118. Essa é uma conclusão que se infere do dever de respeito à segurança jurídica nas relações com o Estado, inclusive em observância ao art. 30, caput, da Lei de Introdução às Normas do Direito Brasileiro, segundo o qual "as autoridades públicas devem atuar para aumentar a segurança jurídica na aplicação das normas, inclusive por meio de regulamentos, súmulas administrativas e respostas a consultas". No mesmo sentido, a Lei n. 9.784/1999 prevê, dentre os princípios que devem ser obedecidos pela Administração Pública, o da segurança jurídica.

119. Sendo assim, é juridicamente adequado que a interpretação estabelecida neste parecer alcance apenas as infrações ambientais especialmente graves, na forma que define, cujos autos tenham sido lavrados após a publicação da peça opinativa.

IV. Conclusões

120. Ante o exposto, conclui-se:

1. O respeito ao direito constitucional ao meio ambiente ecologicamente equilibrado é ínsito às contratações públicas e ao espírito da Lei n. 14.133/2021, com previsão expressa do desenvolvimento nacional sustentável como princípio e como objetivo;

2. O cometimento de infrações que abalam o meio ambiente de forma especialmente grave é conduta que agride valor essencial à Constituição Federal e cuja preservação é necessária para a manutenção da própria vida;

3. A prática de infrações ambientais especialmente graves pode se enquadrar na conduta “comportar-se de modo inidôneo”, prevista no artigo 155, inciso X, da Lei n. 14.133/2021 como infração administrativa e, consequentemente, atrair a aplicação da penalidade de “declaração de inidoneidade para licitar ou contratar”, prevista no artigo 156, inciso IV, da referida lei;

4. Consideram-se especialmente lesivas ao meio ambiente, para os efeitos deste parecer, as condutas tipificadas como infrações ambientais que, em tese, correspondam aos tipos penais considerados, por si, de maior potencial ofensivo, quando houver violação qualificada ao meio ambiente;

5. Será considerada violação qualificada ao meio ambiente: a) para as infrações de incêndio e desmatamento, a lesão a áreas superiores a 1.000ha (mil hectares); b) para a infração de elaboração ou apresentação de documento falso a órgãos ambientais, a presença de dano significativo ao meio ambiente, em decorrência do uso da informação falsa, incompleta ou enganosa, e c) para a infração de maus-tratos a cães e gatos, a ocorrência de morte do animal;

6. A aplicação de qualquer sanção mencionada neste parecer depende, para a sua validade, da observância dos princípios constitucionais relacionados ao devido processo legal;

7. Devem ser observadas todas as disposições legais referentes ao prazo prescricional, inclusive ao seu termo inicial, conforme determina o artigo 158 da Lei n. 14.133/2021, considerado o momento da lavratura do auto de infração, nos termos do art. 96 do Decreto n. 6.514/2008;

8. A possibilidade de apuração concomitante da infração revela a necessidade de, em tal hipótese, imprimir racionalidade tanto à instauração de procedimento tendente à declaração de inidoneidade quanto à aplicação das sanções, em harmonia com o artigo 22, §§ e da Lei de Introdução às Normas do Direito Brasileiro;

9. Eventual declaração de inidoneidade em razão de infrações administrativas especialmente lesivas ao meio ambiente, na forma definida neste parecer, terá seus efeitos cessados no caso em que, no âmbito criminal ou no âmbito do processo administrativo de apuração de infração ambiental regido pelo Decreto n. 6.514/2008, for reconhecida a inexistência do fato ou a negativa de autoria.

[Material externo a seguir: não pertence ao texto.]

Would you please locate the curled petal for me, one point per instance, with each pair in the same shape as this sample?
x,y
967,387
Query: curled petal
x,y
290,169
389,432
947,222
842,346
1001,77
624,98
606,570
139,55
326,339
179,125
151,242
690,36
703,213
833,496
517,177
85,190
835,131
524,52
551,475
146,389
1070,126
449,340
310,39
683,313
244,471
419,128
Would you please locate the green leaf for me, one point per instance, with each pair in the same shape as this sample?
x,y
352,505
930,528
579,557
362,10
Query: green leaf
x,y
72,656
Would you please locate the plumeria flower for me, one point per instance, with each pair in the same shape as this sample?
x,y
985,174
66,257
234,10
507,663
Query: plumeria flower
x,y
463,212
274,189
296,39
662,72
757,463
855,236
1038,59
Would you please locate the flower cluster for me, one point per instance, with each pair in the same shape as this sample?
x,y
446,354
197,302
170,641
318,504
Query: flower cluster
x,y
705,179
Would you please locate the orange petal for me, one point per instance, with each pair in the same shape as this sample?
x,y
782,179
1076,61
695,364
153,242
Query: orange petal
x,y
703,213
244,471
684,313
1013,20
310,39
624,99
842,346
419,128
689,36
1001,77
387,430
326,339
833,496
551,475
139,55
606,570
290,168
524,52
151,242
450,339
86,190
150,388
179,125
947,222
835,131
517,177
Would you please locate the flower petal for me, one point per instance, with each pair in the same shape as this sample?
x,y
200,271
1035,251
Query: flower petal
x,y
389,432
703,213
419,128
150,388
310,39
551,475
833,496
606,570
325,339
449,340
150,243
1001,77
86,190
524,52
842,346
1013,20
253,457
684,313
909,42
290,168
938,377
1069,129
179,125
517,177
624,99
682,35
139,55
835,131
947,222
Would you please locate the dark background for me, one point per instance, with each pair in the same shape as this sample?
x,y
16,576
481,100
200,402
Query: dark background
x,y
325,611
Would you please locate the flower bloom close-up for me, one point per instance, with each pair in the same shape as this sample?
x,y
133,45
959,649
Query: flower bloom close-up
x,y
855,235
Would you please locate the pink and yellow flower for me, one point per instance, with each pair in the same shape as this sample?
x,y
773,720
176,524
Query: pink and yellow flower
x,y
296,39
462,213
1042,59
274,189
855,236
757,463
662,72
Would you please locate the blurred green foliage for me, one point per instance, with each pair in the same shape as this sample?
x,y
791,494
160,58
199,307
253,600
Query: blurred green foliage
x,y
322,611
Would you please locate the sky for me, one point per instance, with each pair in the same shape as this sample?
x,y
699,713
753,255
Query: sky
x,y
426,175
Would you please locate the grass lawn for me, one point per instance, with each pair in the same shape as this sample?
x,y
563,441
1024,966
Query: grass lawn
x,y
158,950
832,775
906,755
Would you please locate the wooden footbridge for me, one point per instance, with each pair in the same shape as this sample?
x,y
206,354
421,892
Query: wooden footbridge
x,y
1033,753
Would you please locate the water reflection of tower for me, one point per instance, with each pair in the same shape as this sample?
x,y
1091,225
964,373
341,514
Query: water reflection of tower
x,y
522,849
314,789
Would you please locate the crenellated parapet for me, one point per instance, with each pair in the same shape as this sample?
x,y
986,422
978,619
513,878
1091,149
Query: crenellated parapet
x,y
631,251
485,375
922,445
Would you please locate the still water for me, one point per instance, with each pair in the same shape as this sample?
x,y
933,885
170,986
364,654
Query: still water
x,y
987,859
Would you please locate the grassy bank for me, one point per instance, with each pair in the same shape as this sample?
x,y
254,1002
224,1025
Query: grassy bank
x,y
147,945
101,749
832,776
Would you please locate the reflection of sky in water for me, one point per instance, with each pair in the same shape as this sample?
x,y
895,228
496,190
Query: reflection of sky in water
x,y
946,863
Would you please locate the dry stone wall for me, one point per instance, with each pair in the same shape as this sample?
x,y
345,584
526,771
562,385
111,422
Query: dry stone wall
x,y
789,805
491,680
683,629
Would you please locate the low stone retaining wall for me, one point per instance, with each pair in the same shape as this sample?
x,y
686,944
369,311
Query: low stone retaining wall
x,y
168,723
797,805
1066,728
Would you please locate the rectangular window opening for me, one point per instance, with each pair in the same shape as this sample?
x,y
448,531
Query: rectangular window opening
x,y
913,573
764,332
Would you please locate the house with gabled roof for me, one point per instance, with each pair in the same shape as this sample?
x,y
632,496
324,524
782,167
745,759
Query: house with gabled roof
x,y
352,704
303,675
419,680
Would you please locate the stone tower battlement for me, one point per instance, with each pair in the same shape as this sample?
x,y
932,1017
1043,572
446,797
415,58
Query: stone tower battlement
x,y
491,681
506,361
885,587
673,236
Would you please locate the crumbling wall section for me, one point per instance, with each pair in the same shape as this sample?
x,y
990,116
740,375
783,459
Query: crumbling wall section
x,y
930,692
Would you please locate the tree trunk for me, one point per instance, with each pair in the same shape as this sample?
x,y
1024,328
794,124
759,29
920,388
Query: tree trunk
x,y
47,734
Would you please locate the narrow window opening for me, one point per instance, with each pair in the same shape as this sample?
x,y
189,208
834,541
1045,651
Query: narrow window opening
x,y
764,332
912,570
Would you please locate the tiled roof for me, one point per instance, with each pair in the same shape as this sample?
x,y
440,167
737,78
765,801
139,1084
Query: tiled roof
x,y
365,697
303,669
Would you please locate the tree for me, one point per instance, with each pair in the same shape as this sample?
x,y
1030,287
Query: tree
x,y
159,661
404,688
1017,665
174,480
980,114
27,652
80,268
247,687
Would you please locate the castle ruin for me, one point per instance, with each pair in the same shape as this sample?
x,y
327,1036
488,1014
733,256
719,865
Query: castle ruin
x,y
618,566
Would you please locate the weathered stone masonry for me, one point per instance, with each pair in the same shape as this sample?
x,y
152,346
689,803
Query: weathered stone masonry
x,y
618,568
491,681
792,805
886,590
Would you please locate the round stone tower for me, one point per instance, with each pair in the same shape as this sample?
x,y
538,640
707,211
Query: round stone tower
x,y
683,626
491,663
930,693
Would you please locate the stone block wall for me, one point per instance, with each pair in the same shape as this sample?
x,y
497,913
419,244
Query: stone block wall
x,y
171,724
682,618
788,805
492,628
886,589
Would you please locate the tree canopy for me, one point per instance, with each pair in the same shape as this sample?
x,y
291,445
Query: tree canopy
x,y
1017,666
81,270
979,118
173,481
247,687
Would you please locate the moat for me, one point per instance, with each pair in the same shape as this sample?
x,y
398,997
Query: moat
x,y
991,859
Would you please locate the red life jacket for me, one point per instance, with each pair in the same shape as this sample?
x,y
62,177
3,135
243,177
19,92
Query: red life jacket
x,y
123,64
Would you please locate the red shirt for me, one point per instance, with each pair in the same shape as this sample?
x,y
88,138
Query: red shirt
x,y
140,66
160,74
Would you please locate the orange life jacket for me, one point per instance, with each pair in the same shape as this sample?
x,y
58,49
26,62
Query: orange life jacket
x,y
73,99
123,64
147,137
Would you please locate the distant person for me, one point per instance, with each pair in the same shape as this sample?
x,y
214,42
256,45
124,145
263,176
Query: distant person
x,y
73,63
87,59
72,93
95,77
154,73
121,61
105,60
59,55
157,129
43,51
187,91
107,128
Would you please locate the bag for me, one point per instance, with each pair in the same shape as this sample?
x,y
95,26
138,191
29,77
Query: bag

Nas demais hipóteses, deverá prevalecer a autonomia da instância licitatória/contratual;

10. Em razão da autonomia das instâncias responsabilizadoras, a aplicação da sanção de declaração de inidoneidade para licitar ou contratar não exime os responsáveis do ressarcimento de eventuais danos ambientais causados à Administração Pública (artigo 156, § 9º da Lei n. 14.133/2021), e/ou ao meio ambiente, sendo, neste último caso, imprescritível a pretensão de reparação civil (Tema 999 da Repercussão Geral);

11. No âmbito do Poder Executivo federal, a aplicação da sanção de inidoneidade, nos termos do artigo 156, § 6º, inciso I, da Lei n. 14.133/2021, deve ser feita por ato de Ministro de Estado ou, no âmbito da Administração Indireta, por ato da autoridade máxima da entidade;

12. A prática de infração ambiental especialmente grave pode configurar razão de interesse público para fins de encerramento do contrato administrativo, nos termos do artigo 78, inciso XII, da Lei n. 8.666/1993, e do artigo 137, inciso VIII, da Lei n. 14.133/2021;

13. O enquadramento do cometimento de infrações ambientais especialmente graves como comportamento inidôneo alcança os licitantes submetidos ao regime jurídico da Lei n. 12.462/2011 (artigo 47, inciso VI), caso em que devem ser observadas as disposições específicas desse diploma legal, mormente no que diz respeito à abrangência da sanção, à sua duração, ao termo inicial do prazo prescricional e à autoridade competente para sua aplicação;

14. Em respeito à segurança jurídica, a interpretação fixada neste parecer deve ter aplicação prospectiva, alcançando as infrações ambientais especialmente graves cujos autos tenham sido lavrados após a sua publicação.

À consideração superior.

Brasília, 21 de novembro de 2023.

Maria Helena Martins Rocha Pedrosa

Advogada da União

Consultora da União

Notas

1. MS n. 22164, Relator: Ministro Celso de Mello, Órgão Julgador: Tribunal Pleno, Julgamento em 30/10/1995, Publicação em 17/11/1995.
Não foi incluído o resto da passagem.